Penampilan Hutaraja kini memukau. Rumah-rumah Batak di desa ini telah direnovasi, khususnya bagian atap genteng dan pewarnaan secara outdoor.
Ada sejumlah papan informasi dibuat di sejumlah titik di Hutaraja untuk menjelaskan kepada pengunjung tentang apa yang mereka lihat. Papan informasinya pun dilengkapi dengan Bahasa Inggris.

Kampung ini begitu khusus bagiku. Masa kecil kuhabiskan 4 tahun di Hutaraja. Aku mengenal sejumlah orang di kampung ini. Aku jeli mengingat masa kecilku, 24 tahun lalu di kampung ini. Aku senang melihat upaya pemerintah untuk membenahi Hutaraja.
Rumah Inang Namatuaku salah satunya yang dapat program pembenahan rumah. Inang Namatua, panggilan untuk nenek buyutku. Inang Namatua dikenal tetangga-tetangga dengan sebutan Parumah Genteng.
Di tahun 1998, banyak warga tidak punya televisi. Biasanya waktu anak-anak habis bermain di halaman rumah. Kami biasanya kumpul untuk bermain congklak, karet, atau petak umpat atau sekadar cerita-cerita.

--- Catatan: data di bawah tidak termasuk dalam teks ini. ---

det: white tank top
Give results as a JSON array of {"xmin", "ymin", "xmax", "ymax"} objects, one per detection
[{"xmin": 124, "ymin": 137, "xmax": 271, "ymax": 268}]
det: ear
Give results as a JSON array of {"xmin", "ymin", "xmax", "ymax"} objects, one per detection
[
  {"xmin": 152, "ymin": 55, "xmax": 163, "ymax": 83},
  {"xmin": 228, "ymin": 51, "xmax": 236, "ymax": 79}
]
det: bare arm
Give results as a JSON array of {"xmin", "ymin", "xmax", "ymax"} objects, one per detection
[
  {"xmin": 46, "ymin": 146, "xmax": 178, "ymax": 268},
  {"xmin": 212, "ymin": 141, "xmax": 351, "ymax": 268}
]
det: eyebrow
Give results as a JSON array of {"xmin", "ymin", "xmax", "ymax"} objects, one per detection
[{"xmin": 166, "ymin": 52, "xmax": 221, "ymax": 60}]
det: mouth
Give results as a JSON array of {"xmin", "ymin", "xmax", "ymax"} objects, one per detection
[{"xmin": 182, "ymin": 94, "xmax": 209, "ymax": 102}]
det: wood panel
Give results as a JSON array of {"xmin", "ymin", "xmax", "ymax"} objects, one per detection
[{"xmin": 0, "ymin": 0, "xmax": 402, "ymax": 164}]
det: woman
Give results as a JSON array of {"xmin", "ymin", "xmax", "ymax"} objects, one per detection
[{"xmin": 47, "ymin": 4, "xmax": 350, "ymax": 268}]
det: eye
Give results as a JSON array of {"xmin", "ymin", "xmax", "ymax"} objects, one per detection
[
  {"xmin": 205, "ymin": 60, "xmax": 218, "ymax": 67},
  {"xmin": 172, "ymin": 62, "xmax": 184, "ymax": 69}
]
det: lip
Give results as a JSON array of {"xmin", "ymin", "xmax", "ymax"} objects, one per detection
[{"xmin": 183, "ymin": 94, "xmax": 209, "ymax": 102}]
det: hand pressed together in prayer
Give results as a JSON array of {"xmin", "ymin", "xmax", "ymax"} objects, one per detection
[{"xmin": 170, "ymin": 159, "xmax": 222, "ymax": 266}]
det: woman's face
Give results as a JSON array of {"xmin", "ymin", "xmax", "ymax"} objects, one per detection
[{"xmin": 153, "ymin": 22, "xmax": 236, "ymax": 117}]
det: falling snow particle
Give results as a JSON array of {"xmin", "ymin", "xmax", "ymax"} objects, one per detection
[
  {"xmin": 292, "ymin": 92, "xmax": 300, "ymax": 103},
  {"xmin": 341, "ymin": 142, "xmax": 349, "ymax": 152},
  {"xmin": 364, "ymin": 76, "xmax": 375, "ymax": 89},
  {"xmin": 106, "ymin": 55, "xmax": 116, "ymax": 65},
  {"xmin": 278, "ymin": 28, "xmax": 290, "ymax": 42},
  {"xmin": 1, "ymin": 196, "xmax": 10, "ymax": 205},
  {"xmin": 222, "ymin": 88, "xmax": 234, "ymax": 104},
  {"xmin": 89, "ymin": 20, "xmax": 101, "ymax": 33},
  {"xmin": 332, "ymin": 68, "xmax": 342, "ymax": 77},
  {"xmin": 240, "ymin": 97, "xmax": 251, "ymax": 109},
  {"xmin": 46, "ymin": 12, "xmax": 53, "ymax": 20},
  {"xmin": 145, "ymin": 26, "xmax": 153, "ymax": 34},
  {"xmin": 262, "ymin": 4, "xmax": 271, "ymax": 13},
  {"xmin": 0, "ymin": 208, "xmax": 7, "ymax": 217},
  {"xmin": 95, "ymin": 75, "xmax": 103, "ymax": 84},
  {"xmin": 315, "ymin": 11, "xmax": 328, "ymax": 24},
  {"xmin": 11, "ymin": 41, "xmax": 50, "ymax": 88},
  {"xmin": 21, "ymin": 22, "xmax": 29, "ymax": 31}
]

Para tetangga biasanya sangat murah hati. Apa saja yang ada di dapur mereka akan disajikan kepada tamu. Jika mereka masak ubi ya ubi itu akan disajikan ke tamu.
Kebanyakan akan senang jika tamu mereka memakan atau meminum habis seluruh persediaan yang disajikan oleh tuan rumah. Sebaliknya, jika ada sisa atau tidak disentuh sama sekali, itu dapat menyinggung perasaan penghuni rumah.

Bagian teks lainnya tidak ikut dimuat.